On drunken arm wrestling, pain, inflammation, and weightlifting
Let me recount two semi-original thoughts conceived during a shower before dinnertime.
First thought: last weekend, I got myself into more drunken arm wrestling. Someone was impressed by my weightlifting, and I decided to further drive home the point by easily knocking out my admirer. However, I made the mistake of challenging someone else, and this time I ran out of gas after a stalemate, and decided to cop out. Unsurprisingly, my shoulder pain from previous rounds of drunken arm wrestling, as some of you may recall, returned with a vengeance.
So I decided to see an orthopedic surgeon yesterday after suffering from an uncomfortable squat session the day before. This doctor was a non-interventionist, which I thoroughly enjoyed. He couldn’t diagnose what the problem was despite X-rays, and some movement tests. This was not bad news, as he suspected the problem must then be relatively minor. He prescribed some physical therapy (which I am too lazy to follow up with, probably for my own good), no weightlifting for at least two weeks, and diclofenac sodium (a.k.a. Voltaren) for pain and inflammation.
I was taking these pills yesterday, but I have decided to ditch them besides “physio” for two reasons. First, they can cause stomach bleeding, so it seems to be yet another classic case of “the cure being worse than the disease.” Second, I speculate that pain and inflammation exist for a reason: not only as reminder to your conscious self not to further aggravate the injury (and many animals visibly feel pain, meaning that they must be conscious to some extent), but also as a signal to ancient subsystems to perform their miracle work of healing slowly but surely.
Second thought: I have not been losing weight despite eating relatively well (albeit with some minor infractions around the “holiday” season). I suspect this is largely due to continued serious weightlifting at sufficiently heavy weights, which must ultimately deliver a stronger anabolic than catabolic signal (given adequate recovery); otherwise, resistance is literally futile.

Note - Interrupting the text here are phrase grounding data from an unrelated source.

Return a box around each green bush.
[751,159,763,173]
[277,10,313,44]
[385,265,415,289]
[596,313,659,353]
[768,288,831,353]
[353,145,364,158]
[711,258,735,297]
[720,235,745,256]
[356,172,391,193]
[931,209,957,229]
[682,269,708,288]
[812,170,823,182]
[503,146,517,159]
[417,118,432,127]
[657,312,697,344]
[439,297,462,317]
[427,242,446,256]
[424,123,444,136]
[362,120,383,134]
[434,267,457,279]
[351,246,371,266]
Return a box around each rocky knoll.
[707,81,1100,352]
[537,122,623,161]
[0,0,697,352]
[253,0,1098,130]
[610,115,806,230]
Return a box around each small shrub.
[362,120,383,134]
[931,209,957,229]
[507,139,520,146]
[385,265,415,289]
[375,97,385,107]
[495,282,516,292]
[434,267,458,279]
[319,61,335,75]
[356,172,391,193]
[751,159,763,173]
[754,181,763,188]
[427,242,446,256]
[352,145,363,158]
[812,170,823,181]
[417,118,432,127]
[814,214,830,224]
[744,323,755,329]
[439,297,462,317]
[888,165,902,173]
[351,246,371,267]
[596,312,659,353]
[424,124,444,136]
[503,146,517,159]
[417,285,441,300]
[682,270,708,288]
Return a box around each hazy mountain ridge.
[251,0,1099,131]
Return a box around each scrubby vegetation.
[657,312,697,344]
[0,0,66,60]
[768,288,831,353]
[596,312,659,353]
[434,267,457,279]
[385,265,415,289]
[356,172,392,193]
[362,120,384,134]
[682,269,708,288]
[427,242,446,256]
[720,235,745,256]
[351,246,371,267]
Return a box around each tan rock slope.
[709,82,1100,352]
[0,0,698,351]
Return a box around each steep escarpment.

I am not alone in this thinking; in fact, it was Nassim Nicholas Taleb who originally shared this thought with me. As such, I plan to stop weightlifting for a while for two reasons: to recover from a shoulder injury, and to lose some excess fat. Yes, I will probably lose some strength, and yes, at my age, it will be more difficult to gain it back. I am happy enough that I nearly reached my resolution — 390 out of 405 lbs deadlift PR — last year. Let’s see whether this hypothesis is right.